Diabetes Unit and Center for Genomic Medicine, Massachusetts General Hospital, Boston, MA, USA.
Programs in Metabolism and Medical & Population Genetics, Broad Institute of MIT and Harvard, Cambridge, MA, USA.
Diabetologia. 2018 Jun;61(6):1315-1324. doi: 10.1007/s00125-018-4599-x. Epub 2018 Apr 6.
AIMS/HYPOTHESIS: Identifying the metabolite profile of individuals with normal fasting glucose (NFG [<5.55 mmol/l]) who progressed to type 2 diabetes may give novel insights into early type 2 diabetes disease interception and detection.
We conducted a population-based prospective study among 1150 Framingham Heart Study Offspring cohort participants, age 40-65 years, with NFG. Plasma metabolites were profiled by LC-MS/MS. Penalised regression models were used to select measured metabolites for type 2 diabetes incidence classification (training dataset) and to internally validate the discriminatory capability of selected metabolites beyond conventional type 2 diabetes risk factors (testing dataset).
Over a follow-up period of 20 years, 95 individuals with NFG developed type 2 diabetes. Nineteen metabolites were selected repeatedly in the training dataset for type 2 diabetes incidence classification and were found to improve type 2 diabetes risk prediction beyond conventional type 2 diabetes risk factors (AUC was 0.81 for risk factors vs 0.90 for risk factors + metabolites, p = 1.1 × 10). Using pathway enrichment analysis, the nitrogen metabolism pathway, which includes three prioritised metabolites (glycine, taurine and phenylalanine), was significantly enriched for association with type 2 diabetes risk at the false discovery rate of 5% (p = 0.047). In adjusted Cox proportional hazard models, the type 2 diabetes risk per 1 SD increase in glycine, taurine and phenylalanine was 0.65 (95% CI 0.54, 0.78), 0.73 (95% CI 0.59, 0.9) and 1.35 (95% CI 1.11, 1.65), respectively. Mendelian randomisation demonstrated a similar relationship for type 2 diabetes risk per 1 SD genetically increased glycine (OR 0.89 [95% CI 0.8, 0.99]) and phenylalanine (OR 1.6 [95% CI 1.08, 2.4]).
CONCLUSIONS/INTERPRETATION: In individuals with NFG, information from a discrete set of 19 metabolites improved prediction of type 2 diabetes beyond conventional risk factors. In addition, the nitrogen metabolism pathway and its components emerged as a potential effector of earliest stages of type 2 diabetes pathophysiology.
目的/假设:鉴定空腹血糖正常(NFG [<5.55 mmol/l])但发展为 2 型糖尿病的个体的代谢物谱,可能为早期 2 型糖尿病疾病干预和检测提供新的见解。

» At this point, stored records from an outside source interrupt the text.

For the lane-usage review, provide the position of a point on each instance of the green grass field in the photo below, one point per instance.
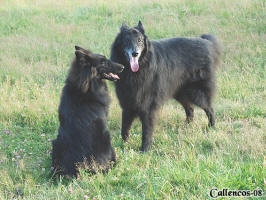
(37, 41)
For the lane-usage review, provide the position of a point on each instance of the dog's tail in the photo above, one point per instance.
(216, 46)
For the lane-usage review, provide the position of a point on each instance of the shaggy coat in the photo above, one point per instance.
(82, 136)
(180, 68)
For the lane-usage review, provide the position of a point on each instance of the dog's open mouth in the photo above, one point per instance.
(111, 76)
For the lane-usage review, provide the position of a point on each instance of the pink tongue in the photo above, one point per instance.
(134, 64)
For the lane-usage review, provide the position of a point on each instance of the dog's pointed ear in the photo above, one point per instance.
(140, 27)
(86, 51)
(124, 27)
(80, 54)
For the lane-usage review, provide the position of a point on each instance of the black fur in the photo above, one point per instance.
(82, 135)
(180, 68)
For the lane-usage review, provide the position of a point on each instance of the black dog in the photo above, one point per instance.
(180, 68)
(82, 135)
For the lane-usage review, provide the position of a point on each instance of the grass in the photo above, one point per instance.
(37, 41)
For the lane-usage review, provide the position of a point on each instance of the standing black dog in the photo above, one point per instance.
(82, 135)
(180, 68)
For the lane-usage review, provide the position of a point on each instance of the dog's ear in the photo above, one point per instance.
(140, 27)
(124, 27)
(86, 51)
(81, 55)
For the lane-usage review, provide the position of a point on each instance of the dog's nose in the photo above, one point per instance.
(135, 54)
(122, 67)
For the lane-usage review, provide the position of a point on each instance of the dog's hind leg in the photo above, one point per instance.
(203, 100)
(127, 120)
(189, 110)
(187, 105)
(147, 119)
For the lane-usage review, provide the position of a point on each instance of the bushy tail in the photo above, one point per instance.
(216, 46)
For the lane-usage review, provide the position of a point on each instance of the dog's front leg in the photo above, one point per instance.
(127, 119)
(147, 120)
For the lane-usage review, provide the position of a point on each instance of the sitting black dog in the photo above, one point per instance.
(82, 136)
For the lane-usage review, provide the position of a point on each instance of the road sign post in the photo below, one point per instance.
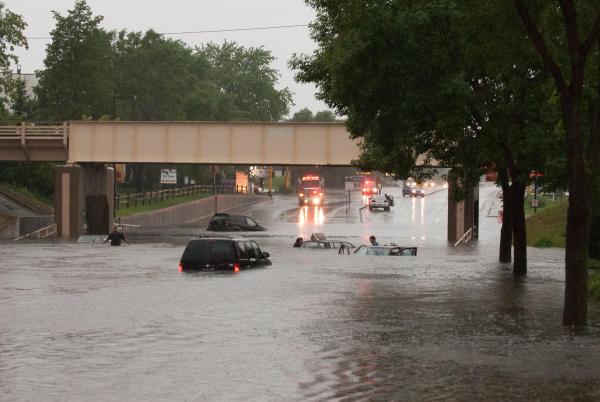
(349, 187)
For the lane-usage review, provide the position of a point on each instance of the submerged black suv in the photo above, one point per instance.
(233, 223)
(213, 254)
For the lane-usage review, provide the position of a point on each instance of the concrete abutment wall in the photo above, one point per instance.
(75, 184)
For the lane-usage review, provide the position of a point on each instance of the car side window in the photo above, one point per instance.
(257, 250)
(242, 249)
(249, 250)
(409, 251)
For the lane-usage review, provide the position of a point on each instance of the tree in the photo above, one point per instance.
(76, 80)
(567, 37)
(303, 115)
(22, 107)
(306, 115)
(431, 83)
(11, 36)
(245, 75)
(154, 76)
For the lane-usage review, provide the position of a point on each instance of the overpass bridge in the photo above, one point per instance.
(85, 183)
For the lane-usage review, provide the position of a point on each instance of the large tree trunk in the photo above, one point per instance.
(505, 254)
(578, 222)
(519, 229)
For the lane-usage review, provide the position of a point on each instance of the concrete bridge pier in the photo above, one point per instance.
(463, 215)
(84, 195)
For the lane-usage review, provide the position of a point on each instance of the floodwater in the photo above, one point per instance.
(94, 322)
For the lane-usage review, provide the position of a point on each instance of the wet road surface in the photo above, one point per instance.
(94, 322)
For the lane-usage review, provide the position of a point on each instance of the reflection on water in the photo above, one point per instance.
(94, 322)
(311, 215)
(123, 324)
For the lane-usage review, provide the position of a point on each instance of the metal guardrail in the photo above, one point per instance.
(25, 132)
(467, 237)
(40, 233)
(129, 200)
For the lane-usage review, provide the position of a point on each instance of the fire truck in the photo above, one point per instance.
(311, 190)
(369, 186)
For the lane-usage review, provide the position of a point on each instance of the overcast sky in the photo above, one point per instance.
(189, 15)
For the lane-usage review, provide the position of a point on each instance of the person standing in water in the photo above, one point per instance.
(115, 237)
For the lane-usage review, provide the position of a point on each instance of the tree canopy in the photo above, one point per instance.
(11, 35)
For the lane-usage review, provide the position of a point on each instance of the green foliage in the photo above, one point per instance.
(303, 116)
(306, 116)
(548, 225)
(245, 78)
(22, 107)
(432, 78)
(153, 76)
(76, 79)
(11, 35)
(594, 286)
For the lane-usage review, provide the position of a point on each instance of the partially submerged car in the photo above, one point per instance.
(327, 245)
(381, 201)
(222, 222)
(386, 250)
(211, 254)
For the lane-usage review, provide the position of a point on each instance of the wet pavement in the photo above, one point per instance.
(94, 322)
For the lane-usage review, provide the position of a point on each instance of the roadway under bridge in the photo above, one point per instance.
(84, 183)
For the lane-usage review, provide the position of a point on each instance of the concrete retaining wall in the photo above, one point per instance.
(191, 211)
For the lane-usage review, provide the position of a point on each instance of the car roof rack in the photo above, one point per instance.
(212, 236)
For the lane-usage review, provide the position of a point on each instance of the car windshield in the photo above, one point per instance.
(313, 244)
(202, 250)
(370, 250)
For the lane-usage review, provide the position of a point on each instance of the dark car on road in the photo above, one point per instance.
(214, 254)
(233, 223)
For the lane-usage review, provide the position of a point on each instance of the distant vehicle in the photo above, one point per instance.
(412, 191)
(381, 201)
(222, 222)
(311, 190)
(214, 254)
(326, 244)
(369, 187)
(386, 250)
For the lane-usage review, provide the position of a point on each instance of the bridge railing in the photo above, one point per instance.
(25, 132)
(132, 200)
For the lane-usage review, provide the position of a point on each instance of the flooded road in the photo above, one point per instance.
(94, 322)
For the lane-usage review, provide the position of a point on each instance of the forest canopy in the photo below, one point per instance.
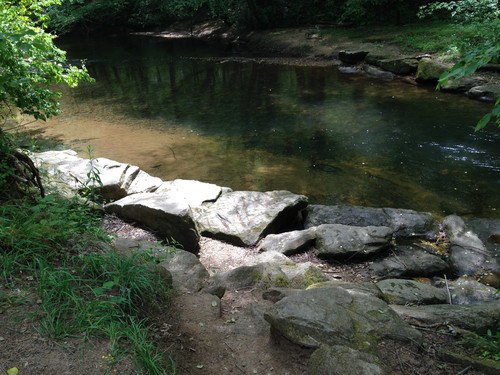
(91, 15)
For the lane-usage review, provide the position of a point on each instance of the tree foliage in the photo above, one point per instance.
(94, 15)
(485, 14)
(30, 62)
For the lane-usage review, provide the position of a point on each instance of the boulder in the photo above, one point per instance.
(276, 294)
(342, 360)
(171, 219)
(403, 292)
(488, 231)
(410, 261)
(352, 57)
(487, 93)
(349, 70)
(303, 275)
(399, 66)
(405, 223)
(463, 84)
(269, 257)
(337, 240)
(429, 70)
(378, 73)
(336, 316)
(289, 243)
(360, 287)
(243, 217)
(477, 318)
(193, 192)
(118, 179)
(465, 291)
(187, 271)
(468, 255)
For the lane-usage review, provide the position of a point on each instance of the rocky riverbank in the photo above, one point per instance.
(264, 276)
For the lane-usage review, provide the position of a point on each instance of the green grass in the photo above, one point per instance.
(55, 251)
(443, 37)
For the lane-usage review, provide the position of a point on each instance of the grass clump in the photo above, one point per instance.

我们对 1150 名弗莱明翰心脏研究后代队列参与者进行了一项基于人群的前瞻性研究,年龄在 40-65 岁之间,空腹血糖正常。通过 LC-MS/MS 对血浆代谢物进行了分析。惩罚回归模型用于选择用于 2 型糖尿病发病率分类的测量代谢物(训练数据集),并在常规 2 型糖尿病危险因素之外内部验证所选代谢物的区分能力(测试数据集)。
在 20 年的随访期间,95 名 NFG 个体发展为 2 型糖尿病。在训练数据集中,19 种代谢物被反复选择用于 2 型糖尿病发病分类,并且发现它们可以改善常规 2 型糖尿病危险因素之外的 2 型糖尿病风险预测(危险因素的 AUC 为 0.81,危险因素+代谢物的 AUC 为 0.90,p=1.1×10)。使用途径富集分析,氮代谢途径,包括三种优先代谢物(甘氨酸、牛磺酸和苯丙氨酸),在假发现率为 5%时与 2 型糖尿病风险显著相关(p=0.047)。在调整后的 Cox 比例风险模型中,甘氨酸、牛磺酸和苯丙氨酸每增加 1 SD,2 型糖尿病的风险分别为 0.65(95%CI 0.54,0.78)、0.73(95%CI 0.59,0.9)和 1.35(95%CI 1.11,1.65)。孟德尔随机化研究表明,2 型糖尿病风险每增加 1 SD 的遗传甘氨酸(OR 0.89 [95%CI 0.8,0.99])和苯丙氨酸(OR 1.6 [95%CI 1.08,2.4])也存在类似的关系。
结论/解释:在 NFG 个体中,来自离散的 19 种代谢物的信息可改善常规危险因素以外的 2 型糖尿病预测。此外,氮代谢途径及其成分似乎是 2 型糖尿病病理生理学早期阶段的潜在效应因子。